Otro detalle que ha de ser tenido en cuenta es que la antropología bíblica especifica, además, que Dios creó al hombre en su distinción natural de varón y mujer (l:27). El Génesis no piensa en las categorías del hombre solitario, sino de una pareja fecunda. Esta acotación tiene una importancia decisiva, porque retoma y profundiza la concepción de la sexualidad que se fue gestando en la cultura patriarcal judía de los siglos XII-IV a.C., que afirmaba de todas las formas posibles la superioridad del hombre sobre la mujer. El Génesis declara, con una formulación sobria y sencilla, pero exenta de toda ambigüedad, que ese ser concreto llamado hombre, sexualmente determinado en su singularidad como varón o mujer, es la imagen de Dios.
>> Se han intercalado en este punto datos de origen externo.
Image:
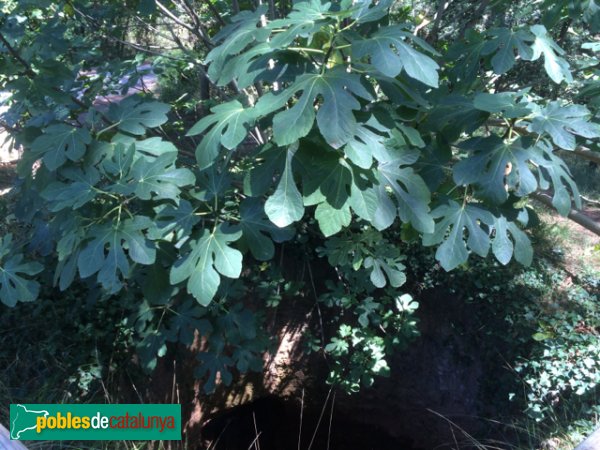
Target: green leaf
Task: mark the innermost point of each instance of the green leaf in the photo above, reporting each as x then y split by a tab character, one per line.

La diferenciación sexual, según esto, entra en la definición esencial del ser humano y está arraigada en el orden de la creación. Por otra parte, el relato de la formación de la pareja humana se orienta hacia la bendición del versículo 28: en una tierra desdivinizada, el hombre, como ser autónomo y responsable, recibe la capacidad de engendrar la vida y el dominio de la naturaleza. El Creador confía al hombre su obra, que en el momento de la creación estaba sólo en los comienzos. A él le corresponde descubrir el mundo, liberar sus fuerzas y forjar en él su propia historia.